8 thoughts on “Soldiers rescued after night on Longs Peak”

  1. I saw this yesterday and wondered what you thought. They are lucky a high elevation helicopter and crew were available. They aren’t always.
    Seriously? This on top of the “training exercise” out of Fort Hood in flash floods that killed soldiers. (While telling everyone to turn around don’t drown – and surely knowing that 2 feet of swiftly moving water can float ANY vehicle…they drove right into it?)
    A bit of training the trainers needs to be done…maybe ask some ordinary locals if you can’t figure how to teach/train safely.
    (And now they will have to all climb it again…with more care next time hopefully)
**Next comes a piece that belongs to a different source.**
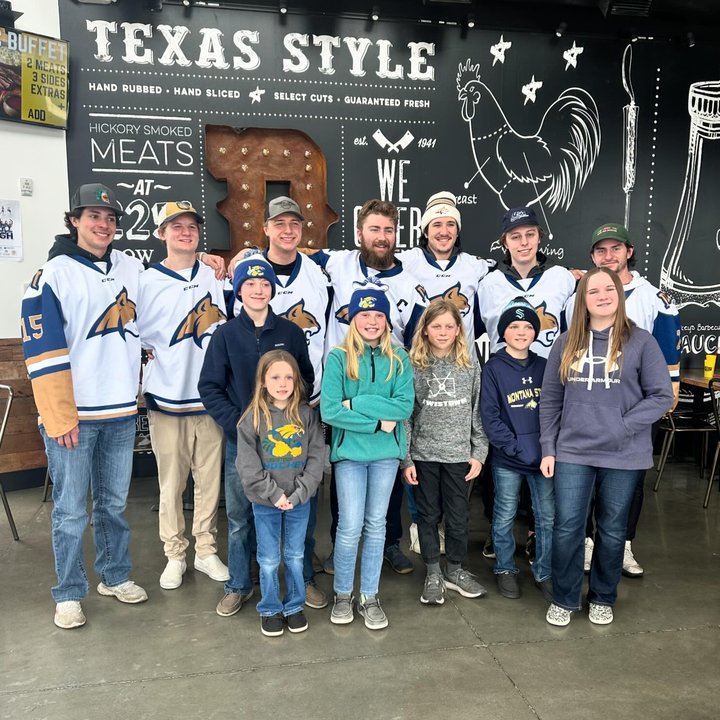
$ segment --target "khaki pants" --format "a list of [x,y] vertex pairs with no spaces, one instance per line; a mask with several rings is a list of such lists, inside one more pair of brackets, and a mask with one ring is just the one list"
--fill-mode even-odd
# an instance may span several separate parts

    1. If nothing else, they learned to respect altitude. I was watching some motorcycle racing today in Lakewood, a Denver suburb, and there was a lot of talk about the altitude and the riders needing to control their breathing because of it, and the bikes’ engines being affected by it. Several riders dropped out because of altitude sickness. And that was here in the metro area. Longs is 9,000 feet higher.

      1. Altitude is sneaky. You know things are changing when you drive into the mountains, but it’s not particularly obvious if you just drive or fly to Denver, yet we are a full mile above the coast. Well, the capitol building is. Denver is down in a river valley. Most of the suburbs are higher than that. My phone says my sofa is at 5,533 ft.